As a side note using sna (uxa is fine in this respect) on my machine makes scrolling on chromium really weird (some text stays in the same place) and some drop down boxes generally in KDE don't work, but that's most likely a different issue.
Created attachment 65543 [details]
i915_error_state for a sna crash
Same here. Until version 2.19, there was a stable 2D acceleration for the 82845G/GL chipset with the "Shadow" option, but now I get random lockups with both uxa and sna acceleration.

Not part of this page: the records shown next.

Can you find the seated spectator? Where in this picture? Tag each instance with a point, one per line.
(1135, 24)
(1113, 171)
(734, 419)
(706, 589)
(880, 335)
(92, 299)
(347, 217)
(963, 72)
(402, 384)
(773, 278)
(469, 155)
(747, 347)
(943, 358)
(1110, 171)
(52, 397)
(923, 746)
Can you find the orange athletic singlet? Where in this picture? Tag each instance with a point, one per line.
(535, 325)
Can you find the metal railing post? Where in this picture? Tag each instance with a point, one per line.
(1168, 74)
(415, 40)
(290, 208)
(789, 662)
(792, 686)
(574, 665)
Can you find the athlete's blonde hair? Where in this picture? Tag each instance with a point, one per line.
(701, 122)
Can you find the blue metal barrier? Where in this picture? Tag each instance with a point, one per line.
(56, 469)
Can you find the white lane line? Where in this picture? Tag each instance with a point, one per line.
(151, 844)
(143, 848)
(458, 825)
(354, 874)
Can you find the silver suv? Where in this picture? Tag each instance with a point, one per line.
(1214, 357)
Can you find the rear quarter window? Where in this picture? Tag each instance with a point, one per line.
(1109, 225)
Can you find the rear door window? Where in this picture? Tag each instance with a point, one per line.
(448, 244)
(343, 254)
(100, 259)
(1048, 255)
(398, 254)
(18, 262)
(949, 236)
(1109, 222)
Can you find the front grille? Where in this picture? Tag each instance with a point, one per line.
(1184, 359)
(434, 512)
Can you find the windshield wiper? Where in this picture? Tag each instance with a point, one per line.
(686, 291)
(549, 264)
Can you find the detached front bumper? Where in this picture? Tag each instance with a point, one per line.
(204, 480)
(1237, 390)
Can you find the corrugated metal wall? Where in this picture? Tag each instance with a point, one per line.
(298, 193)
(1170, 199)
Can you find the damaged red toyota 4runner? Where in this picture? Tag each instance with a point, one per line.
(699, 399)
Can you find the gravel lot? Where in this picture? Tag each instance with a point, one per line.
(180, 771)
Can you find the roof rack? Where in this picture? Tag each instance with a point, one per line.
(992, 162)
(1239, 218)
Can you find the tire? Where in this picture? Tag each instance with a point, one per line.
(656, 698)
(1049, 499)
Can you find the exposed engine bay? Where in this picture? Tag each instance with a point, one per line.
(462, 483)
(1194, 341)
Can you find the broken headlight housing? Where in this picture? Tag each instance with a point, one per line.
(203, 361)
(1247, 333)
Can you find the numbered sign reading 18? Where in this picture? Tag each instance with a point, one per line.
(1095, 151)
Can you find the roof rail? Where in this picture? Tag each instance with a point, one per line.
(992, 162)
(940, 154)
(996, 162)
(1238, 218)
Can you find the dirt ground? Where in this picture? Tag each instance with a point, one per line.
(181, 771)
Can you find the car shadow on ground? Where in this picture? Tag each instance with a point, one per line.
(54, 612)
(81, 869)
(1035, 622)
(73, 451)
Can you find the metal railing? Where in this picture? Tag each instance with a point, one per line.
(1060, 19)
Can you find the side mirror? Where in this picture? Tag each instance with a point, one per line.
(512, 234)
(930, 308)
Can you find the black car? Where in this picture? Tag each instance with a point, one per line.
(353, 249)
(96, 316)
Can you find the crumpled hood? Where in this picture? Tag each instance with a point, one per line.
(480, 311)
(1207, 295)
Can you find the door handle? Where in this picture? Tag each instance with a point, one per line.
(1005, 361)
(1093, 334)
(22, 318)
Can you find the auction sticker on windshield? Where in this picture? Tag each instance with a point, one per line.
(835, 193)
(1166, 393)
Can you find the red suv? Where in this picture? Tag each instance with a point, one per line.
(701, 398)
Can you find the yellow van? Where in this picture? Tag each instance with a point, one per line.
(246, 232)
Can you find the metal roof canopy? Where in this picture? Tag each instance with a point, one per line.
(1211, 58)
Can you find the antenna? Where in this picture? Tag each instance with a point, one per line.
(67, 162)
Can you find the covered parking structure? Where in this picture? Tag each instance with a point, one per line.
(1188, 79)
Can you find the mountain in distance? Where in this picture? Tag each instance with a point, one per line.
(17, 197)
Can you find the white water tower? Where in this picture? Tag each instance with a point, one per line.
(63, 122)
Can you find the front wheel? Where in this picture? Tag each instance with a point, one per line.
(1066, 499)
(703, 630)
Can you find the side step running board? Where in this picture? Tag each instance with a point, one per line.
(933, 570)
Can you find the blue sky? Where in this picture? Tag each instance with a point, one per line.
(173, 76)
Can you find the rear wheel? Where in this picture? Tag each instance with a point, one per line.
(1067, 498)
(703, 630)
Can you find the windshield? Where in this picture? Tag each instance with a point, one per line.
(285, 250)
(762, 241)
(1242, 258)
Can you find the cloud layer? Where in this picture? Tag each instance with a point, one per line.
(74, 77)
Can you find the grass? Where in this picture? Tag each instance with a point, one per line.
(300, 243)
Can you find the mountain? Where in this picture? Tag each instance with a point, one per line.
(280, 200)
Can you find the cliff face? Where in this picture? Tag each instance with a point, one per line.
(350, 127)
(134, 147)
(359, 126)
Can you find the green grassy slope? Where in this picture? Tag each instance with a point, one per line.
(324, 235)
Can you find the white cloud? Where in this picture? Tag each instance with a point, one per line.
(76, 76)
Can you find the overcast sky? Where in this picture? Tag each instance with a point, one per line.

Now I get a freezed screen, and I'm not even able to switch to terminal with Ctrl-Alt-F1 but I'm able to log in through ssh.
- linux 3.4.8-1
- libdrm 2.4.37-1
- xorg-server 126.96.36.1991-1
- xf86-video-intel 2.20.3-1
Option "AccelMethod" "sna"
Option "DRI" "False"
My log files are attached.
Created attachment 65599 [details]
Another dmesg output on SNA hung
Created attachment 65600 [details]
Another i915_error_state on SNA hung
Created attachment 65601 [details]
Another Xorg log on SNA hung
(In reply to comment #29)
> Same here. Until version 2.19, there was a stable 2D acceleration for the
> 82845G/GL chipset with the "Shadow" option, but now I get random lockups with
> both uxa and sna acceleration.
> Now I get a freezed screen, and I'm not even able to switch to terminal with
> Ctrl-Alt-F1 but I'm able to log in through ssh.
That's a kernel bug, page-fault-of-doom.